Since the super-high-impact Science article, a lot of researchers in psychology have been discussing replicability and construct validity in psychology, and what can be done to increase it.
The efforts of the ManyBabies projects and others are, of course, completely essential. But personally I think that we need to be careful about this – in keeping with many others. I heard Koraly Perez Edgar make this same point about the dot probe task recently, and I know Linda Smith thinks the same, and see also here, here, here and here – and here for some counterarguments).
To explain why, I’m going to use an experiment that I know about, and have used myself – looking at infants’ tendency to follow an adult’s gaze patterns. The specific experiment I’m criticising is Atsushi Senju’s idea (Gaze Following in Human Infants Depends on Communicative Signals), which I know is a bit close to the bone – but Atsushi knows I think he’s brilliant, and we’ve talked about this – he agrees with me on this at least 50% he says!
Anyway – so say that my aim is to assess an infant’s tendency to follow gaze in a way which we want to be tightly standardised/replicable, with high construct validity. So, my first step is to decide to show exactly the same set of videos to lots of different infants. Then, to ensure test-retest reliability, we show the same (or similar) set of events to each particular infant across tons of different trials – because repeated measurements are more accurate than single measurements.

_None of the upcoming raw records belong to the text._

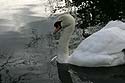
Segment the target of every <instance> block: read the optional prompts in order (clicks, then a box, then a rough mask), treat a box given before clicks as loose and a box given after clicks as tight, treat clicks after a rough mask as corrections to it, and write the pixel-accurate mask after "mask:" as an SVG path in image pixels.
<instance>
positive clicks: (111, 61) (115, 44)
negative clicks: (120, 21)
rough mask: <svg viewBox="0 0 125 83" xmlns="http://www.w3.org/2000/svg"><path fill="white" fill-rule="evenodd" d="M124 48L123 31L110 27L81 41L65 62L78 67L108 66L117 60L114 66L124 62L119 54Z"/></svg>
mask: <svg viewBox="0 0 125 83" xmlns="http://www.w3.org/2000/svg"><path fill="white" fill-rule="evenodd" d="M124 48H125V31H123V30H121V29H119V28H117V27H112V28H110V29H105V30H100V31H98V32H96V33H94V34H93V35H91V36H90V37H88V38H87V39H85V40H83V41H82V43H81V44H80V45H79V46H78V48H77V49H76V50H75V51H74V52H73V53H72V55H71V56H70V57H69V59H68V60H67V61H68V62H69V63H71V64H76V65H79V66H109V65H114V64H113V62H114V60H115V61H117V60H118V61H117V62H119V63H117V62H116V63H115V62H114V63H115V65H116V64H120V63H123V62H124V61H123V53H121V50H122V49H124ZM119 56H120V57H119ZM116 59H117V60H116Z"/></svg>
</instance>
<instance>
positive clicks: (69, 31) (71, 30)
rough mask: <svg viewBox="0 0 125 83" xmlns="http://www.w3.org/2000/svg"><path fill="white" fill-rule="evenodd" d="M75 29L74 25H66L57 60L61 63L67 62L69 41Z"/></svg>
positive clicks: (61, 41)
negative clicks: (66, 25) (71, 35)
mask: <svg viewBox="0 0 125 83" xmlns="http://www.w3.org/2000/svg"><path fill="white" fill-rule="evenodd" d="M73 31H74V25H71V26H68V27H66V28H65V29H64V30H63V32H62V34H61V37H60V40H59V45H58V51H57V52H58V54H57V61H58V62H60V63H65V62H66V60H67V58H68V56H69V42H70V37H71V35H72V33H73Z"/></svg>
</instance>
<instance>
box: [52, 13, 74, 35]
mask: <svg viewBox="0 0 125 83" xmlns="http://www.w3.org/2000/svg"><path fill="white" fill-rule="evenodd" d="M70 26H72V27H71V28H73V27H75V19H74V17H73V16H71V15H70V14H63V15H61V16H59V17H58V19H57V21H56V22H55V24H54V27H55V30H54V33H57V32H59V31H60V30H64V29H66V28H70Z"/></svg>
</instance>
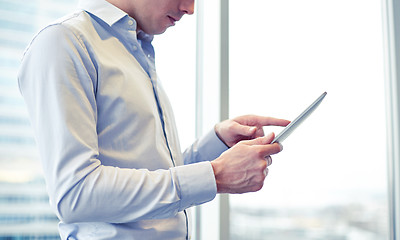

Each trial might start with the actress looking down for 8000ms, then looking up directly at the camera for 8000ms, then down, directly at one of the two objects, for 15000ms. We present a series of these identical clips, within everything nicely counterbalanced between objects and sides. We present them in a room, using an eyetracker, with lighting conditions tightly controlled, and we analyse the results in a tightly standardised way. Infants who follow gaze tend to look at the same object to which she is looking within a particular time window after she looked down at it, with certain criteria for excluding trials based on poor tracking etc etc (see another article on the importance of data quality in eyetracking).
So this is a great, highly replicable experiment, with strong construct validity right? Well, sure, but…
The problem that I see, and other researchers who work using a lot of naturalistic experimental paradigms, is this – what is this experiment really measuring? It claims to measuring gaze following – but there are a number of ways in which the situations in which the infant’s being asked to follow gaze are nothing like the situations in which infants actually have to follow gaze in the real world. First, there is the discrete, repeated trial structure. The infants learn that an identical series of events (actress looks down, looks up, looks to one object) happens again and again. Second, there is the setting, which looks like a situation that a child rarely if ever actually encounters in the real world. Third, there is the timings – which again is completely different to the time-frame on which we do actually follow gaze in real life.
Researchers who measure infants’ naturalistic gaze behaviour suggest that infants don’t actually follow gaze in some ‘real-world’ settings. This, despite decades of research using paradigms such as the one I’ve shown, suggesting that infants do follow gaze, using these reductionist screen-based paradigms. I’ve got some (unpublished) data suggesting that if you measure infants’ gaze following using these videos, and measure gaze following in the same infants in a table-top task from the Early Social Communication Scales, you get no cross-validity at all between the screen and the tabletop tasks – even though they claim to be measuring the same thing.
So if this screen-based task isn’t measuring gaze following, well what is it measuring? Some people think that it doesn’t matter – and as long as I can do another experiment which replicates my colleague’s work and extends it slightly then they’re advancing science. But I think it does matter. I think this illustrates a real, and important problem in experimental psychology. In attempting to standardise and ensure consistency by paring down and reducing untracked variables, we risk throwing the baby out with the bathwater. That’s why I, and lots of other researchers, think that it’s important to observe and analyse real-world behaviours – even though that too has lots of problems with it – rather than spending all our time designing experiments.